Elle est affirmée, exhale une joie de vivre dévorante, à la fois une personnalité que je ressens franche et combative, mêlée à une douceur sans égal. Elle continue de me fixer longuement. Nous nous regardons ainsi sans prononcer le moindre mot. Je sens mon pou s’accélérer aussitôt.

« Bonjour, je peux vous aider ? » finit-elle par demander, tout sourire, en s’approchant, les mains dans le dos.

« Bonjour, oui, je… Je voudrais trouver le livre qui explique comment une femme peut devenir aussi majestueuse que vous. Vous auriez cela, éventuellement ?» je lâche, feignant une assurance décomplexée, mimant une gestuelle à la James Dean. Elle rit, hilare, penchant la tête vers l’arrière. « C’est la première fois qu’on me la fait, celle-là ! Bien trouvé!» répond-t-elle, conservant son vaste sourire ravageur. Dans mon « ancien monde », au mieux, j’aurais pris un vent, au pire, j’aurais été dénoncé sur Twitter. Je commence de plus en plus à savourer ce voyage… « Non, plus sérieusement, je chercherais un livre sociétal, qui me permettrait de mieux comprendre notre époque. Est-ce que vous auriez cela ? » Elle maintient son sourire, et m’indique volontiers vers les livres qui pourraient m’intéresser. Je ne peux m’empêcher de la regarder marcher, tout en finesse, tout en élégance, tout en raffinement. « Voilà, j’espère que vous accèderez à votre bonheur, monsieur!» conclut-elle ensuite, se tenant très proche de moi, me laissant profiter de son doux parfum rosé absolument exquis. Je la remercie et la regarde repartir derrière moi. Je vais revenir le plus souvent possible dans cette librairie. Cette jeune femme est mon graal, mon utopie. Je veux qu’elle soit mienne. Je le veux terriblement.

Rentrant chez moi, montant les escaliers, je croise une voisine, déballant les marches dans le sens inverse, le visage tuméfié, tentant de refouler ses larmes. Je l’arrête, lui tenant le bras, la regarde plus longuement, observant un oeil au beurre noir profondément marqué. Elle pleure en silence, tente de s'arracher à mon emprise, mais j’insiste légèrement. « Qu’est-ce qu’il s’est passé ? Dites-moi, n’ayez pas peur ! » je lui demande, concerné.

« C’est rien ! Je suis tombée… » me dit-elle, sans y croire. Je comprends très vite qu’il y a anguille sous roche. Je continue.

«C’est votre mari ? C’est lui qui vous a fait cela ? » Elle me regarde en panique.

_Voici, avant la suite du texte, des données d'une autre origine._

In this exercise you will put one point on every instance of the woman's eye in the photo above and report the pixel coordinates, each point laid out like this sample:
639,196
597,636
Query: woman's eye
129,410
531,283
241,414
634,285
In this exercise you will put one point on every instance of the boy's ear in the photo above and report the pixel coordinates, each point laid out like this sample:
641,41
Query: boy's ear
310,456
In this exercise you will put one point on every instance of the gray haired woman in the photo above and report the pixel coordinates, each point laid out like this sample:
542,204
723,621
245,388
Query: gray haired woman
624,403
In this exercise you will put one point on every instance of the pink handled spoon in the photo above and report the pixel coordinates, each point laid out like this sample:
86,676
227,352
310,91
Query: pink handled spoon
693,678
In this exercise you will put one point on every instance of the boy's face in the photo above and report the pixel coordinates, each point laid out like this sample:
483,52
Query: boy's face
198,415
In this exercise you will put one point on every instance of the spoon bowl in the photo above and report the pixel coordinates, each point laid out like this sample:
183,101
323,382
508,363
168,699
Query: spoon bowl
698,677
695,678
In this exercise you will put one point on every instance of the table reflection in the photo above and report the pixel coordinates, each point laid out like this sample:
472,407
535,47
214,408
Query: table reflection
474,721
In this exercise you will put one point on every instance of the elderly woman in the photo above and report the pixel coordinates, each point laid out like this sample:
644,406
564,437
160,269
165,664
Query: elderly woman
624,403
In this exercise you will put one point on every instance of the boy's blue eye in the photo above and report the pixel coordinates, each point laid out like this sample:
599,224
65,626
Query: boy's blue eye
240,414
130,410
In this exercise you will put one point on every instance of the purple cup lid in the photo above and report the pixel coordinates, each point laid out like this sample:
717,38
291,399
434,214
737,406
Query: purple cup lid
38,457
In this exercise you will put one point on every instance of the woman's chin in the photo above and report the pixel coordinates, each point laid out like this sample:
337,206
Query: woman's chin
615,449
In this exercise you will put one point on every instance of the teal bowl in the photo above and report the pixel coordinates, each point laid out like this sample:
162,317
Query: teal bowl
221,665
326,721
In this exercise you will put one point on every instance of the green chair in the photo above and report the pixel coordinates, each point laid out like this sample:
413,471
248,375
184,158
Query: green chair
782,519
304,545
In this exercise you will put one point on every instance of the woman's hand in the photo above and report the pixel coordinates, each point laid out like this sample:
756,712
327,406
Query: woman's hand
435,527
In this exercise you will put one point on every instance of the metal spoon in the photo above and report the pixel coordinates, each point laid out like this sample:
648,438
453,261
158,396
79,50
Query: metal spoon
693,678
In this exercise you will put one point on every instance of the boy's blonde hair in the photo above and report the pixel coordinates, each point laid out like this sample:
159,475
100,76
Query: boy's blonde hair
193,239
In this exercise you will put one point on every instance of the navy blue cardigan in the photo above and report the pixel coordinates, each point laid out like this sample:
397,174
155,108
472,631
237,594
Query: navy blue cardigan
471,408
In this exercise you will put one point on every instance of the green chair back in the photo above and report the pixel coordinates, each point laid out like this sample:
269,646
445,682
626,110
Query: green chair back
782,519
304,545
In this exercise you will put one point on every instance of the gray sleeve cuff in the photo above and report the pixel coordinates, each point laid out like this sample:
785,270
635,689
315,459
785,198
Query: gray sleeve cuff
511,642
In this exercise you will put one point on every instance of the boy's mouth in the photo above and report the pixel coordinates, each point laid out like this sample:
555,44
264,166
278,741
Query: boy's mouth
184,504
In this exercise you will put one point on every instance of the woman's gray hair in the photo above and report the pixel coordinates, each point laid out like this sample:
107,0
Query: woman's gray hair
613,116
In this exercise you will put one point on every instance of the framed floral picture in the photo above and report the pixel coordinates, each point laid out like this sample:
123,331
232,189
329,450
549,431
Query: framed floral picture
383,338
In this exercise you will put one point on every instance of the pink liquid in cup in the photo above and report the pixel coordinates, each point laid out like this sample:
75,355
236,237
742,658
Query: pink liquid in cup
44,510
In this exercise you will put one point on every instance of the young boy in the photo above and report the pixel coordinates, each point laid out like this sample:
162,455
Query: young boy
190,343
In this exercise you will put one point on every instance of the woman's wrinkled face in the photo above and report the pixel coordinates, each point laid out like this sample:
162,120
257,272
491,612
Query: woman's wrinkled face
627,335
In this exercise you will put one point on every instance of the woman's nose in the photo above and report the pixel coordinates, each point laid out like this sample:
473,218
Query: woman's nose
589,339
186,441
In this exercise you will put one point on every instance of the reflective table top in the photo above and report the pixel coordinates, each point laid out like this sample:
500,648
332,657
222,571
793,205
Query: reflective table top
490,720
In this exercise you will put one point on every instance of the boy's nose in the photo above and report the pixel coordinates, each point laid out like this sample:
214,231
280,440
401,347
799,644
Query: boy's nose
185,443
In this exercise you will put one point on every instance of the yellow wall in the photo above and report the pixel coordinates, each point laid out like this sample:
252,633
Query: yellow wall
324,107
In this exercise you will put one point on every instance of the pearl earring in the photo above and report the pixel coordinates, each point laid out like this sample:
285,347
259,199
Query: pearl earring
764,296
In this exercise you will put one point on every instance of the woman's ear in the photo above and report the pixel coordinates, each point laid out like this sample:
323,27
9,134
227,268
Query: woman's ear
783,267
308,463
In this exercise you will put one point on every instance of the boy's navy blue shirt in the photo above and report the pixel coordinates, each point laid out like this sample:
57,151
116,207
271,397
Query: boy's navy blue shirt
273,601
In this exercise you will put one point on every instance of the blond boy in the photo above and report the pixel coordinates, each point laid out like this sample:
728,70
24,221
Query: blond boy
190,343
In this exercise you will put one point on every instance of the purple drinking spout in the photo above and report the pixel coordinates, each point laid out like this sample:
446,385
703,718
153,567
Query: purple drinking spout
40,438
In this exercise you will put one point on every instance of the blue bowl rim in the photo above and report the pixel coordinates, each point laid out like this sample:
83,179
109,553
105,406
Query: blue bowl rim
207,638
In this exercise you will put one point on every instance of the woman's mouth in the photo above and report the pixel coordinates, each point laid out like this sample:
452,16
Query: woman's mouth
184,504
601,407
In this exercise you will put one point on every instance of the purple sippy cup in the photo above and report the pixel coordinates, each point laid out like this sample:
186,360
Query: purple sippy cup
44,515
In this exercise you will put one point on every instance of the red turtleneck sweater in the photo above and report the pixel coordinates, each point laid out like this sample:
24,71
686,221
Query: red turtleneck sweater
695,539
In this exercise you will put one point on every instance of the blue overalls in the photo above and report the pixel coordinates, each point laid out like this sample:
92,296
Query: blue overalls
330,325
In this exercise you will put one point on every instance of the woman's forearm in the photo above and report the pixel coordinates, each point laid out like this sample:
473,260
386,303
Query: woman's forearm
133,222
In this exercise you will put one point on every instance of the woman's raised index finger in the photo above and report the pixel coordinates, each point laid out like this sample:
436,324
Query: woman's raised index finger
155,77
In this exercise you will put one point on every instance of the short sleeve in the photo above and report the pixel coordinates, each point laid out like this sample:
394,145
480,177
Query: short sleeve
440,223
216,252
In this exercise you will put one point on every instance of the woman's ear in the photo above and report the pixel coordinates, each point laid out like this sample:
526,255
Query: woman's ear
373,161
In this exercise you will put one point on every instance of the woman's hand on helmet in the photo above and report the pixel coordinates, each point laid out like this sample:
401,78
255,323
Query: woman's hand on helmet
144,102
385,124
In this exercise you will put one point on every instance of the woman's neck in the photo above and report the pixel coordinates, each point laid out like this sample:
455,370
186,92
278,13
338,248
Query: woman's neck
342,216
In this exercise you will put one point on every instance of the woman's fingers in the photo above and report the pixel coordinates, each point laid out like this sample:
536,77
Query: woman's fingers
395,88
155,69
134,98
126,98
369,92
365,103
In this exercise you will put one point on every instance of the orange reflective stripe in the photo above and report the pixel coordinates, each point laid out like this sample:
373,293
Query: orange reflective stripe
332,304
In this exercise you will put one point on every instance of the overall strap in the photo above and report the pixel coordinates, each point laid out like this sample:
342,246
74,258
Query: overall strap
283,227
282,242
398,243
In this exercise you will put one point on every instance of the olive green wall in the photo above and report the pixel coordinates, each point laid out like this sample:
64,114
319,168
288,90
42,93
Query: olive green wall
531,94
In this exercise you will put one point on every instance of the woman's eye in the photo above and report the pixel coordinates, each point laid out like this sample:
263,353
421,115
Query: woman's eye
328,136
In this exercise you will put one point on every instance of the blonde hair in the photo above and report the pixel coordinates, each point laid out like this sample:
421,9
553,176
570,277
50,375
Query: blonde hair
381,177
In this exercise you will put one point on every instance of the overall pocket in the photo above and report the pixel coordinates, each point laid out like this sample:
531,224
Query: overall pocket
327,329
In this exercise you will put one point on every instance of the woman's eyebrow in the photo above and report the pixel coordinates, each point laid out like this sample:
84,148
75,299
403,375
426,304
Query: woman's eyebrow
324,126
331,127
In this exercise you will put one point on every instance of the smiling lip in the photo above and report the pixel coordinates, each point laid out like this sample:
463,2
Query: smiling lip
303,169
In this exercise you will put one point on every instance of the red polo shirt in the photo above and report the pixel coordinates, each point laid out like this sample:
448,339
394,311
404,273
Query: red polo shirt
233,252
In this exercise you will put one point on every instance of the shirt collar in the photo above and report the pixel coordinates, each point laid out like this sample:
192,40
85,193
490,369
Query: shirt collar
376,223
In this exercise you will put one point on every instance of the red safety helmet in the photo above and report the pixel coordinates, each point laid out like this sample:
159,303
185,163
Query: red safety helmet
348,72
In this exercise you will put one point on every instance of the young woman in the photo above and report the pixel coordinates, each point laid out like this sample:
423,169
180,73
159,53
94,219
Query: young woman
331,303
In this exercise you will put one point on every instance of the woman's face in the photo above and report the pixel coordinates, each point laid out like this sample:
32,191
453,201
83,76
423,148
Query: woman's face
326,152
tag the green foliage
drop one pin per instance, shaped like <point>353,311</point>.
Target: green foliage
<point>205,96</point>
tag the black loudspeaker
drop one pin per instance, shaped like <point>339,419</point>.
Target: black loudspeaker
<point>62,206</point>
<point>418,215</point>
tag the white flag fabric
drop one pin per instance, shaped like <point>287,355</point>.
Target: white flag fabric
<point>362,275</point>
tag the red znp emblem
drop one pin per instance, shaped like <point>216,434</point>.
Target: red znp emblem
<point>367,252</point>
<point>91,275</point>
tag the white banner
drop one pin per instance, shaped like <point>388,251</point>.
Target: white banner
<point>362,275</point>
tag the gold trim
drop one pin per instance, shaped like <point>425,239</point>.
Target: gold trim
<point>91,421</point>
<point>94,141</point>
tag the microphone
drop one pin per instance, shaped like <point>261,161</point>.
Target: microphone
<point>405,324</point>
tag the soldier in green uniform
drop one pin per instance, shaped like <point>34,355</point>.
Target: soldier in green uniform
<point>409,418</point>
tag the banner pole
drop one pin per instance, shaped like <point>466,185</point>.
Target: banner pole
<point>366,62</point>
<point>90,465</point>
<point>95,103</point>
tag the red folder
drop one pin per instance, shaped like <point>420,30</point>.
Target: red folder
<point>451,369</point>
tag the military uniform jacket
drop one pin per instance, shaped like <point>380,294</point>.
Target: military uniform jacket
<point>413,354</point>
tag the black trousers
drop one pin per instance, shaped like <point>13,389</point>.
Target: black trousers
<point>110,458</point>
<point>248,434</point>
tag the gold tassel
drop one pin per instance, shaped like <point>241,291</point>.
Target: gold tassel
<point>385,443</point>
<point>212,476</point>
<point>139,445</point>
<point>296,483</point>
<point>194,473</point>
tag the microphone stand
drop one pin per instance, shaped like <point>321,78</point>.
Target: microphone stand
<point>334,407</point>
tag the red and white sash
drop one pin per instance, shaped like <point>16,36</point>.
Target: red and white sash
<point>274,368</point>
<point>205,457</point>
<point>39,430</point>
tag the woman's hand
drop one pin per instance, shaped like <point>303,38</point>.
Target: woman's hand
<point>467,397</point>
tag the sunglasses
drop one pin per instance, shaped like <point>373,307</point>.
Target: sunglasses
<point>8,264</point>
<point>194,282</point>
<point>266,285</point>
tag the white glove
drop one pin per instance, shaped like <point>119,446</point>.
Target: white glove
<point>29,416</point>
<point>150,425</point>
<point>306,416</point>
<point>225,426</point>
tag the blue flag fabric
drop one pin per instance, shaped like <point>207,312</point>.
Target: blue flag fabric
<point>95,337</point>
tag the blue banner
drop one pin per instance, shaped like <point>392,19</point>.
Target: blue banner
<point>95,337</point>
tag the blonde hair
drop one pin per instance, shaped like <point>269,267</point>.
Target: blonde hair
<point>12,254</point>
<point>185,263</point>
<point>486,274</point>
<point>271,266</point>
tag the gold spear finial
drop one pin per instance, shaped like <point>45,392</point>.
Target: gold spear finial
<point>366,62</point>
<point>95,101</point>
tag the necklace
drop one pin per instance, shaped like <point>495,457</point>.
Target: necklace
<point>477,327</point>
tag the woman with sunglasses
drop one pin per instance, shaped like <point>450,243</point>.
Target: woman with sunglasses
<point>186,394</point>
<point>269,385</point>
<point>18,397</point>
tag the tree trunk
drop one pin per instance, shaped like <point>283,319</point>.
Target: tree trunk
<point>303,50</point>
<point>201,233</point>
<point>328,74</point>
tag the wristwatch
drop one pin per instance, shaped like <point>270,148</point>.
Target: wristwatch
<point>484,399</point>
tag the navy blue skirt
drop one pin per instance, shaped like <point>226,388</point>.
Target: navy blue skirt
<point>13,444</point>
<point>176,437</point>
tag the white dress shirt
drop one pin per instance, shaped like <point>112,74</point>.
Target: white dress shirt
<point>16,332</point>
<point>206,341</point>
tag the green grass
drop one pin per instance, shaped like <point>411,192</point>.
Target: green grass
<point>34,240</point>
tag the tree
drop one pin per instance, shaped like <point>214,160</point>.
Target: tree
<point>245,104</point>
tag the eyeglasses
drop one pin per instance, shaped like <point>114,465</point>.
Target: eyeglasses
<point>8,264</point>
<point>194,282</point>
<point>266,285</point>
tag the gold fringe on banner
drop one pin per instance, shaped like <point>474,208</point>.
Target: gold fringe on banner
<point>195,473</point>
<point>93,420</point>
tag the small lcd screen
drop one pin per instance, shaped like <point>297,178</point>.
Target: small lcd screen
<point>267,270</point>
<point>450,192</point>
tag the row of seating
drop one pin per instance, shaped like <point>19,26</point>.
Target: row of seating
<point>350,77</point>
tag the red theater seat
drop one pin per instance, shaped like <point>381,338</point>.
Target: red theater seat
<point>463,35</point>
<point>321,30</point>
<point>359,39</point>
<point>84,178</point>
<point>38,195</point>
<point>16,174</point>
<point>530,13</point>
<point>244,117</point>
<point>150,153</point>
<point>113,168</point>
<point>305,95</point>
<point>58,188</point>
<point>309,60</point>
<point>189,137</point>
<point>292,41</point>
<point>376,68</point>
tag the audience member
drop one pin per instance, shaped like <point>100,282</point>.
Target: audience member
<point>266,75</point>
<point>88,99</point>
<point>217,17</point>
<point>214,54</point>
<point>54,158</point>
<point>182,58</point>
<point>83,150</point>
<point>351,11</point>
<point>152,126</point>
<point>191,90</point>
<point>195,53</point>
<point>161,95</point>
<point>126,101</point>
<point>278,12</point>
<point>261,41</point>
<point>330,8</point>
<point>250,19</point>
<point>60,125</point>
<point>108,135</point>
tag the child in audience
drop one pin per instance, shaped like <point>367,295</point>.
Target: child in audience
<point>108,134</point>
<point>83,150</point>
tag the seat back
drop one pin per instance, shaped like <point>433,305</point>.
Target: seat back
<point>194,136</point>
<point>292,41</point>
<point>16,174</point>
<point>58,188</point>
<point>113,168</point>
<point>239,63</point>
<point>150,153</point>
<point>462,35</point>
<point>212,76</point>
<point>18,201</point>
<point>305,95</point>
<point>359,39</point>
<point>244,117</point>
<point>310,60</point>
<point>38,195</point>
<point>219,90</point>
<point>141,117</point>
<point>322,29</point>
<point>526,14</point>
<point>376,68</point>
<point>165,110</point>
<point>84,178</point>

« Ne dites rien ! C’est pas grave ! Je… Ne dites rien, s’il vous plait ! » rétorque-t-elle, tentant de sécher ses larmes, insistant pour que je lui lâche le bras. Je m’exécute. Elle descend les escaliers dans la seconde, sans même me regarder.

« C’est grave, ça, madame ! Il ne faut pas laisser faire ! » je lance à haute voix à travers les étages, sans parvenir à attirer son attention. Je me demande quel doit-être le numéro dédié à ces problèmes. C’est dans ce genre de moments que le smartphone serait bien utile…L’annuaire a peut-être la réponse? Je fonce monter chez moi, et cherche un numéro, une association, quelque chose qui permettrait de traiter ce fait inacceptable qui vient de m’être délivré. Dans mon « ancien monde », ce n’était pas ce qu’il manquait, on ne laissait pas passer ce genre de choses. Je tourne les pages, encore et encore. Rien. Dois-je appeler la police ? Encore une fois, ça ne coûte rien d’essayer. Mieux vaut être fixé. J’appelle, je tombe sur un agent, lui explique la situation.

« D’accord, très bien, monsieur. Nous ferons le nécessaire. Au revoir. » Rien de plus. Il va me falloir attendre. J’ai tout de même la sensation que ce genre de méfaits ne préoccupe pas particulièrement les autorités… Etonnant.